This is a general question about ranks of differential forms.
I read in a book the phrase "symplectic form has constant rank..." I understand that the symplectic form is a nondegenerate differential 2-form. But what is the rank of a symplectic form?
In general, what is the rank of a differential form? When I think rank, I think about the dimension of the range of a matrix. Is there some matrix associated with a differential form? Or does rank in this context refer to tensor rank?
I also understand the notion of the rank of a differentiable map between manifolds. If $f:M \rightarrow N$ is differentiable and $p\in M$, the rank is the dimension of the image of the derivative:
$\mathrm{rank}(f)_p = \mathrm{dim}(\mathrm{image}(df_p))$,
where $df_p:T_p M \rightarrow T_{f(p)} N$.
Any two-form gives a (skew-symmetric) bilinear form $TM_p \times TM_p \rightarrow \mathbb{R}$.
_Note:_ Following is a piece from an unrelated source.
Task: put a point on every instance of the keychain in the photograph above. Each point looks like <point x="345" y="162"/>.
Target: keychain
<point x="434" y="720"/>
The rank of the two-form at $p$ is the rank of this bilinear form.
What's the rank of a bilinear form?
A bilinear map $B: V \times V \rightarrow \mathbb{R}$ is equivalent to a linear map $V \rightarrow V^*$ given by $v \mapsto B(v,\cdot)$. The rank of this linear map is the rank of the bilinear form.
Some further comments: Non-degenerate means full rank, i.e. that the linear maps $TM_p \rightarrow TM^*_p$ you get are isomorphisms. So a symplectic form is always constant rank.